Maintaining Leiden Communities in Large Dynamic Graphs

TL;DR

This paper introduces HIT-Leiden, a novel algorithm for efficiently maintaining high-quality Leiden communities in large, rapidly evolving dynamic graphs, significantly improving update speed while preserving community quality.

Contribution

The paper presents HIT-Leiden, an innovative incremental algorithm that reduces affected vertices and maintains community quality, outperforming existing methods in speed and scalability.

Findings

HIT-Leiden achieves up to five orders of magnitude speedup over existing solutions.

The algorithm maintains community quality comparable to state-of-the-art methods.
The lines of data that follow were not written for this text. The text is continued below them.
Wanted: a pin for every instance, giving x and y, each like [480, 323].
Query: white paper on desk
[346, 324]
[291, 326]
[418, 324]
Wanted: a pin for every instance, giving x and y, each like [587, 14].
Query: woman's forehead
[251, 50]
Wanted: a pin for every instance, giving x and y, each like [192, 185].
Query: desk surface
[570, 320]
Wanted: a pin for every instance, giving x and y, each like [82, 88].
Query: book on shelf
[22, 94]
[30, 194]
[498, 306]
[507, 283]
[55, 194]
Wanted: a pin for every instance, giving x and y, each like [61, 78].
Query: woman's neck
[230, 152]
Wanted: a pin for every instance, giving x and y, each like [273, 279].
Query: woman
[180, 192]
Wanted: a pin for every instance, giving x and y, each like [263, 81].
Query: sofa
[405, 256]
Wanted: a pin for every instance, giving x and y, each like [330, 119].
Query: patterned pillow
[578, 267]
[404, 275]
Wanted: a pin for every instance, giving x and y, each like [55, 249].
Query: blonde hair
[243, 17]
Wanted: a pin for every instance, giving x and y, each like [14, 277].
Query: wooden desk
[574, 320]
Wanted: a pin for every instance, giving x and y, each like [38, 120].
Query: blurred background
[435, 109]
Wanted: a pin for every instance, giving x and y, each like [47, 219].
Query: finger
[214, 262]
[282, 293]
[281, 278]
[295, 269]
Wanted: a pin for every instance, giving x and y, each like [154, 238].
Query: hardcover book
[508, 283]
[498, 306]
HIT-Leiden meets strict latency requirements in production environments.

Abstract

Community detection is a foundational capability in large-scale industrial graph analytics, powering applications such as fraud-ring discovery, recommendation systems, and hierarchical indexing for retrieval-augmented generation. Among modularity-based methods, the Leiden algorithm has been widely adopted in production because it delivers high-quality communities with connectivity guarantees. However, real-world graphs evolve continuously, and timely community updates are needed to keep downstream features and retrieval indices fresh. Meanwhile, existing dynamic Leiden approaches recompute the communities whenever their vertices and edges change, thereby almost degrading to near-full recomputation under frequent updates. To alleviate the efficiency issue, we study the efficient maintenance of Leiden communities in large dynamic graphs and present a novel algorithm, called Hierarchical Incremental Tree Leiden (HIT-Leiden). We first provide a boundedness analysis showing that prior incremental Leiden methods can incur essentially unbounded work even for small updates. Guided by this analysis, we propose HIT-Leiden which effectively reduces the range of affected vertices by maintaining connected components and hierarchical community structures. Extensive experiments on large real-world dynamic graphs demonstrate that HIT-Leiden achieves community quality comparable to the state-of-the-art competitors while delivering speedups of up to five orders of magnitude over existing solutions. The production deployment results show that HIT-Leiden meets stringent latency requirements under high-rate updates at scale.